Со временем с согласия Миндовга и Романа Даниловича Далибор снова сел на княжение в Волковыйске. Да случи­лось так, что галицкие князья перехватили гонца, тайно ехавшего из Пинеска в Волковыйск с берестой от Войшел­ка. Хотел гонец сжечь бересту, но не успел. Из письма сле­довало, что вот-вот пожалует Войшелк с великой силой, чтобы восстановить свою власть в Новогородокской земле.

Даниил Галицкий опять бросил на Далибора галицкие, волынские и половецкие дружины...

Уходя от погони, примчался волковыйский князь с вер­ными людьми под самую Руту в священную дубраву-алку. Аккурат желудь с дубов падал - тяжелый, налитой. Вместе с Бачилой шел Далибор по алке, слушая, как под ветром жестяно скрежещет дубовая листва. И вдруг перед ними предстало необычайное зрелище: на отлогом берегу боло­тистой речушки как бы беседовали человек и дикий кабан. Человек был небольшого росточка, хилый и невзрачный, а кабан - настоящий исполин. Живою горой возвышался он рядом с человеком, в то время как держались они, похоже, на равных.

- Козлейка, - потрясенно прошептал Бачила. - А говори­ли же, Миндовг его сжег.

У медника подкосились ноги, он как стоял, так и сел на землю. Далибор, чтобы не выдать себя, примостился с ним рядом, напряг слух. Ветер дул в их сторону, доносил доб­родушное сытое похрюкивание Жернаса, ласковый говорок Козлейки. Бывший Миндовгов любимец почесывал кабана за ухом, бубнил:

- Желудь с дубов валится, землю устилает. Начинай сно­ва скликать своих братьев, Жернас. Много отменной еды ждет тебя в алке.

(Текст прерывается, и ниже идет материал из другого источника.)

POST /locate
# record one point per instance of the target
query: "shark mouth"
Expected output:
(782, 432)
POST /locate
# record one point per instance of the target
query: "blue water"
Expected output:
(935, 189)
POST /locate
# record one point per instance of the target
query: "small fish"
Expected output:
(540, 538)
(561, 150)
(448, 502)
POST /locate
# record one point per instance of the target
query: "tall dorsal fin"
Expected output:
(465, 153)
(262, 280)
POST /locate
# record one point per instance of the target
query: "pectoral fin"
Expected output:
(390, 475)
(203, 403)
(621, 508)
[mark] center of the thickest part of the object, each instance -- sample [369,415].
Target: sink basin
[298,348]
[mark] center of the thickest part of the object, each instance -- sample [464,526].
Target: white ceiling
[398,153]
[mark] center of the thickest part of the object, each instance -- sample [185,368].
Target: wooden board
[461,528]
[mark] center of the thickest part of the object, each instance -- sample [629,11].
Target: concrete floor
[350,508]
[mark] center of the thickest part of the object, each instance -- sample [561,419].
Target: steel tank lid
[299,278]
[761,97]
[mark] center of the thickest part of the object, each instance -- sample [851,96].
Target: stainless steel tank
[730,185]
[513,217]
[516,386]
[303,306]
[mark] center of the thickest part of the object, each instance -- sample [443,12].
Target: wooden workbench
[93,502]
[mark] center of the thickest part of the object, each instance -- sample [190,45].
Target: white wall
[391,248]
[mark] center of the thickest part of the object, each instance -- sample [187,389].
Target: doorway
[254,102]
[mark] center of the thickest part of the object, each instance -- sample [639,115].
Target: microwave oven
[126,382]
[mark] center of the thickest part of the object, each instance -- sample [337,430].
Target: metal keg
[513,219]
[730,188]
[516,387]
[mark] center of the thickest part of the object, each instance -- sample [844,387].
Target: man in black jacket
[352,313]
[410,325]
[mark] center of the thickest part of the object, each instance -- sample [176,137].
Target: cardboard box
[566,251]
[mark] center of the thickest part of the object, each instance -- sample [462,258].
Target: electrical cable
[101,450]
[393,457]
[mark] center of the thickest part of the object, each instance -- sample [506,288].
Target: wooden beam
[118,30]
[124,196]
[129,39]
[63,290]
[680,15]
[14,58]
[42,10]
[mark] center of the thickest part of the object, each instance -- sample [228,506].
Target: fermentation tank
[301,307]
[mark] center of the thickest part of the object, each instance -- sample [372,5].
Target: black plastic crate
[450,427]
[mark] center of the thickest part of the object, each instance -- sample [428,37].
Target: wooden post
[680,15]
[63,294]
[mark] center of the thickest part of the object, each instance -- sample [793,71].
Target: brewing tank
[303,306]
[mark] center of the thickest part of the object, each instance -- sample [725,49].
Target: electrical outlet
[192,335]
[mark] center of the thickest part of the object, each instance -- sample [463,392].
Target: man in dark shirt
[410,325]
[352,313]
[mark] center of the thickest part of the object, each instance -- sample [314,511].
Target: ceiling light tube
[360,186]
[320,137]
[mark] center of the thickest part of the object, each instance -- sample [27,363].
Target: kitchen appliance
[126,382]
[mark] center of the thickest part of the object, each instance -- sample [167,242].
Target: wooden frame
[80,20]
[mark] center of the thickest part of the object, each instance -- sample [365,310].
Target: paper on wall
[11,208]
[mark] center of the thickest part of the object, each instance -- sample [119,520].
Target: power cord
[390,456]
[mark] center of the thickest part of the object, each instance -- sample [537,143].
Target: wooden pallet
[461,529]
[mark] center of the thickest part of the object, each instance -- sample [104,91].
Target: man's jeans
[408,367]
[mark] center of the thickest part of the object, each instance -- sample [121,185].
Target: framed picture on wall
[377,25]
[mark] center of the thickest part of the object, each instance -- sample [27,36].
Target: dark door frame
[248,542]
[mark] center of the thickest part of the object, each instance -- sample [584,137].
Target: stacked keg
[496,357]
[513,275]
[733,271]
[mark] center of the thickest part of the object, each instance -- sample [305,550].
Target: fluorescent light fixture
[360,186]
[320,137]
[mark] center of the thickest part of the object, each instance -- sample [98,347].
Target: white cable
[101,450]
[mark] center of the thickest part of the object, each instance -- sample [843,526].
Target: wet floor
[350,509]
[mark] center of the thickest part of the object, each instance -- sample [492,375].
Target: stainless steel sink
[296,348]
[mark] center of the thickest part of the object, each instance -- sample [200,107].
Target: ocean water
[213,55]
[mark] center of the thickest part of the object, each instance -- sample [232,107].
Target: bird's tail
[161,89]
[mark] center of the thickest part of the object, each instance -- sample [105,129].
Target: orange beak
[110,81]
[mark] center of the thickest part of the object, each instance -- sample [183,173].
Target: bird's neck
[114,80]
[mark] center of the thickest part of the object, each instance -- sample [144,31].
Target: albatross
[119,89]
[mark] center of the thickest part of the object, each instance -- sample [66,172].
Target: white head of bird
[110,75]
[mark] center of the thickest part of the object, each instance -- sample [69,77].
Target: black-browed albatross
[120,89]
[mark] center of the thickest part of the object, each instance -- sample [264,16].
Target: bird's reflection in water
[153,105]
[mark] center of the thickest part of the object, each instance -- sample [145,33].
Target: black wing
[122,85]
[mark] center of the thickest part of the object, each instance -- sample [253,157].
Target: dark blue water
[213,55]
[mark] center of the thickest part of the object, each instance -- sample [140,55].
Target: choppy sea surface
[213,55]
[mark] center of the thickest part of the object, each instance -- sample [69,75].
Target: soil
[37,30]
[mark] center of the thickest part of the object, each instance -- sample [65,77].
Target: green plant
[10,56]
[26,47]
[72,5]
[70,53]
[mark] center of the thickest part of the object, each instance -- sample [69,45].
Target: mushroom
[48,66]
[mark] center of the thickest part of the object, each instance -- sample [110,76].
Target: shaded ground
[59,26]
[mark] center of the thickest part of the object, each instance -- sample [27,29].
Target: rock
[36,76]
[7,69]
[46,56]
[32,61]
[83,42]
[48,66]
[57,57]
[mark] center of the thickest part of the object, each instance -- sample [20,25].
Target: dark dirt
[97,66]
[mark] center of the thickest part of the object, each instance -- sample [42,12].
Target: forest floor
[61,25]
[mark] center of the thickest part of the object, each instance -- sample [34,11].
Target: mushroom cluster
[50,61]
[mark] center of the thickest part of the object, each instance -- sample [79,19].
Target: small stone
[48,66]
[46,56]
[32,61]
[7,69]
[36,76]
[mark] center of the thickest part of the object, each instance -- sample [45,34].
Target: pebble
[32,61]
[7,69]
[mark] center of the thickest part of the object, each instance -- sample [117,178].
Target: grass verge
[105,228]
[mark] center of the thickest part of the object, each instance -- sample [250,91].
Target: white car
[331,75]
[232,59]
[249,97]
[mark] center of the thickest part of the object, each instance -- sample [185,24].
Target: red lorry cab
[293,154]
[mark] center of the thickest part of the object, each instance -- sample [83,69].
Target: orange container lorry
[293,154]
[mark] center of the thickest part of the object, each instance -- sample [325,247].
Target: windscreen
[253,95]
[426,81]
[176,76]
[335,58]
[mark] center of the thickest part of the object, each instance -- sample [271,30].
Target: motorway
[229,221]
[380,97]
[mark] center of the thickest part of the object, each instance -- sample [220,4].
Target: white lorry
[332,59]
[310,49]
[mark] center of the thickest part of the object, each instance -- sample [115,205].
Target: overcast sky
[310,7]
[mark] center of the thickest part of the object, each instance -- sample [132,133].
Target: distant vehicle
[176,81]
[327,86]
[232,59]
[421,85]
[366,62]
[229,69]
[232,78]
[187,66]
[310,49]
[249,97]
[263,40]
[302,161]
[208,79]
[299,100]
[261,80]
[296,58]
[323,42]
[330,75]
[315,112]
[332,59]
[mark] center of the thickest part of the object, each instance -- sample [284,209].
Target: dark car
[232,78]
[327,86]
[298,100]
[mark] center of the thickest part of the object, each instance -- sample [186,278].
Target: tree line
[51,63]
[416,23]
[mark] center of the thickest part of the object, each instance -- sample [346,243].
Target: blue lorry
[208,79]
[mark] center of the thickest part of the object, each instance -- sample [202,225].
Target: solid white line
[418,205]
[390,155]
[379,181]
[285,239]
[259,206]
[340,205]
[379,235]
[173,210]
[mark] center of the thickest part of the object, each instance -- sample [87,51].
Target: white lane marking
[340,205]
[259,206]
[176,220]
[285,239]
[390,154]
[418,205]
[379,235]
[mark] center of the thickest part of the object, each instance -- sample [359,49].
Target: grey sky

Он прищурил глаза, усмехнулся - вот-вот по-кошачьи выгнет спину, но вдруг тень тревоги легла на его лицо, он резко обернулся, прислушался. Далибор с Бачилой пере­стали дышать.

- Жду тебя, Жернас, - успокаиваясь, светлея лицом, сно­ва заговорил Козлейка. - Мы с тобой счастливчики. Кто, кроме тебя, ел желуди из-под священного дуба? Никто! Я же - единственный среди людей! - погасил священный Знич. Знал бы ты, какое это счастье! Да ты знаешь, потому что ты умнее иного человека. Мы с тобою делали и будем делать то, что Пяркунас и все боги запретили остальным под страхом жесточайшей кары. Не это ли и есть счастье?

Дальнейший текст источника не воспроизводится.